Anti-death penalty charity report also highlights links with other repressive regimes, including EU-funded project in Egypt
Bahraini police leave after dispersing protesters during clashes in village of Shahrakkan, south of Manama earlier this year (AFP)

The UK's Foreign and Commonwealth Office funded training for hundreds of prison guards working at Bahrain's death row jail, according to a new report by Reprieve, an anti-death penalty charity.

The group also said that at least one innocent man faces imminent execution after being tortured into making a false confession.

A news release by Reprieve said: “Northern Ireland Co-operation Overseas (NI-CO), a state-owned Belfast business, received almost a million pounds in UK taxpayer money last year for work with Bahrain’s interior ministry.

"In 2015 more than a dozen NI-CO experts worked with Bahrain’s prison staff at jails where systematic torture took place, and trained as many as 400 guards who work at Jau, which holds prisoners awaiting execution.

“NI-CO is embedded in Bahrain’s internal security apparatus, raising concerns about conflicts of interest.
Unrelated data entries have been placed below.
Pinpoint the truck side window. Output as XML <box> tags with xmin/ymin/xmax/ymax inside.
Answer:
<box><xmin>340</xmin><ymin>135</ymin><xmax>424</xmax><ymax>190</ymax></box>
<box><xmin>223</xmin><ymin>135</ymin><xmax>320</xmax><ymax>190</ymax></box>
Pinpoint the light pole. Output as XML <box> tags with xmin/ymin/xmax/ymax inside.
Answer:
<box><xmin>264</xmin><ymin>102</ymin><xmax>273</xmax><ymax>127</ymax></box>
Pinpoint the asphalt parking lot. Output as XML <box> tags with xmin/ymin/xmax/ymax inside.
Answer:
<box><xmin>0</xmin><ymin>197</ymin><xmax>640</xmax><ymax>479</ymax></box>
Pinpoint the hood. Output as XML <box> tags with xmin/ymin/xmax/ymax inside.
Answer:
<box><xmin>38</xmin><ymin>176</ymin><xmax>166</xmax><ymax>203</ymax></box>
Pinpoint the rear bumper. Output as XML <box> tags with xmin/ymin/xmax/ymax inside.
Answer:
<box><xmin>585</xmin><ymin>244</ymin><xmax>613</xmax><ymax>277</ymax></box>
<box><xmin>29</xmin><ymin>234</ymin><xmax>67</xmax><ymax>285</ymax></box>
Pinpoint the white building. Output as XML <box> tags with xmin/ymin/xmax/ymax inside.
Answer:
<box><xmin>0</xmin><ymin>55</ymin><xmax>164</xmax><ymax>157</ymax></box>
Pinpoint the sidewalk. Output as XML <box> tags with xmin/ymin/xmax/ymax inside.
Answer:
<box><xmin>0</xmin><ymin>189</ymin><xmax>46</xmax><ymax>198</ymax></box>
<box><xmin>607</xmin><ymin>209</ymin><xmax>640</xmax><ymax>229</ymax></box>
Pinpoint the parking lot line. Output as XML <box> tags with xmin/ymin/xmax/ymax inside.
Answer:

"A victim could be abused by NI-CO trained police, tortured in prison by NI-CO trained guards, and then have their torture allegation investigated and dismissed by the NI-CO trained ombudsman".

Harriet McCulloch, deputy director of Reprieve’s death penalty team, said: “UK money is complicit in covering up torture in Bahrain. The Foreign Office needs to come clean about what it has paid NI-CO to do with a repressive regime like Bahrain”.

The report also highlighted NI-CO’s work with other repressive regimes, such as a €9m project in Egypt funded by the EU.

Reprieve has called on NI-CO to stop working with Bahrain’s Interior Ministry until the Gulf country “ratifies international laws against torture and allows independent UN inspections”.